Di sebuah rumah yang terbilang cukup mewah. Sedang duduk beberapa orang yang tampak sangat serius membicarakan sesuatu.
"Baik, aku akan membantumu. Tapi, tentu saja aku memiliki syarat. Apa kau sanggup memenuhi syarat dariku?" Tanya pria itu dengan tatapan yang tidak bersahabat.
Olivia yang mendadak pulang dari kampus, karena mendapat kabar tentang kebangkrutan Ayahnya, melihat ada tulisan, " RUMAH INI DISITA BANK" di depan pagar rumahnya.
'Ternyata berita itu benar.' Olivia berkata dalam hatinya. Lalu ia bergegas masuk ke dalam rumah, tepat saat Ayahnya selesai bertanya pada pria yang duduk di hadapannya itu.
"Apa syarat dari anda, Tuan Muda?" Tanya Willson, Ayah Olivia.

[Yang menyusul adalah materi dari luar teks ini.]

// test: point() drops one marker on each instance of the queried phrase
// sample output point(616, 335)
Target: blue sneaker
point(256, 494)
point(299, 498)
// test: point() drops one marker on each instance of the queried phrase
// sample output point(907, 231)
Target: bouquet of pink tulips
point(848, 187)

Olivia berjalan ke arah kursi dimana Ibunya sedang duduk. Pria itu menatap sangat dalam pada wajah Olivia. Ya, meskipun agak tomboy, tapi Olivia memiliki wajah yang sangat cantik dan body yang bisa dibilang sangat bagus untuk kalangan wanita-wanita yang diidamkan pria.
"Sebagai syaratnya...aku ingin dia menikah denganku!" Ucap pria bernama Albert itu sambil menunjuk ke arah Olivia.
"Jangan gila! Aku tidak ingin menikah di usia muda. Terlebih lagi, dengan pria tua sepertimu." Tolak Olive mentah-mentah. Olivia bisa tau dari wajahnya, jika pria itu pasti jauh lebih tua dari dirinya.
Willson berlutut di depan pria itu. Membuat Olivia membulatkan mata tanda tak suka.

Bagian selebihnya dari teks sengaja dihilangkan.